Tuesday, August 11, 2020
Aug. 11, 2020

Linkedin Pinterest
Sponsored Content

Is it time to talk to your parents about their health?

The Quarry and Glenwood Place Senior Living Communities

Sponsored by

Knowing the right time to talk to your loved one about getting extra help, or moving out of their home is difficult, and many people prefer not to press the issue. But as parents age it’s important to track and identify changes in their behavior and have plans in place to address issues as they arise.

Here are some signs that it may be time to start having the discussion:

Difficulty with basic tasks

We all do dozens of little tasks each day that we take for granted that need to be done – like grocery shopping, oil changes, or paying bills. No one likes having to do them, but the effects of aging can reach a point where they’re much harder to do. Perhaps the grocery store is difficult to manage because of a decrease in mobility, maybe appointments and due dates are harder to keep track off because of some age related memory loss or even dementia.

Chores being neglected

One way some seniors deal with chores when things start to get more difficult is simply not to do them. If your loved one is letting the dishes pile up, has a home covered in dust, an ever growing pile of dirty clothes, and a neglected yard – it’s a sign they need some help. Carrying things or moving items from room to room can get more painful and suddenly the simple chore of laundry becomes much more difficult. Does your loved one have a harder time accomplishing everyday tasks?

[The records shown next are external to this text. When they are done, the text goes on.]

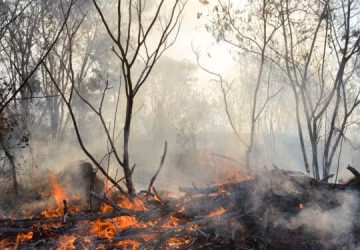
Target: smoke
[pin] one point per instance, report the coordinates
(335, 222)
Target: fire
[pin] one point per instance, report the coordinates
(22, 237)
(217, 212)
(66, 242)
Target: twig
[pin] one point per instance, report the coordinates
(159, 169)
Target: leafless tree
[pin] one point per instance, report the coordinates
(133, 40)
(227, 25)
(320, 64)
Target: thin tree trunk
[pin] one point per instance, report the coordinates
(127, 171)
(12, 165)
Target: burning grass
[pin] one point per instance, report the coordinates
(269, 211)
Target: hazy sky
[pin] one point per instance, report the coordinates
(193, 32)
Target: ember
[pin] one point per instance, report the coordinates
(196, 219)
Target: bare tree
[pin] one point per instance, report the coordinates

Frequent injuries (even if minor)

According to the CDC, 2.5 million seniors are treated every year for injuries related to falls. While not all falls result in serious injuries, minor injuries are indicative of a larger issue—such as poor balance or weakness—that could likely lead to a much more serious injury in the future. If your loved one is suffering from minor injuries, then they likely need more day-to-day help than they’re willing to admit.

Significant weight change

Eating well is one of the most basic of human needs. If your loved one isn’t maintaining a healthy weight, it’s important to address why. It could be because they’re having a hard time cooking their meals, and are supplementing with high sodium or high fat frozen alternatives. Or they could have a loss of appetite symptomatic of some larger problem.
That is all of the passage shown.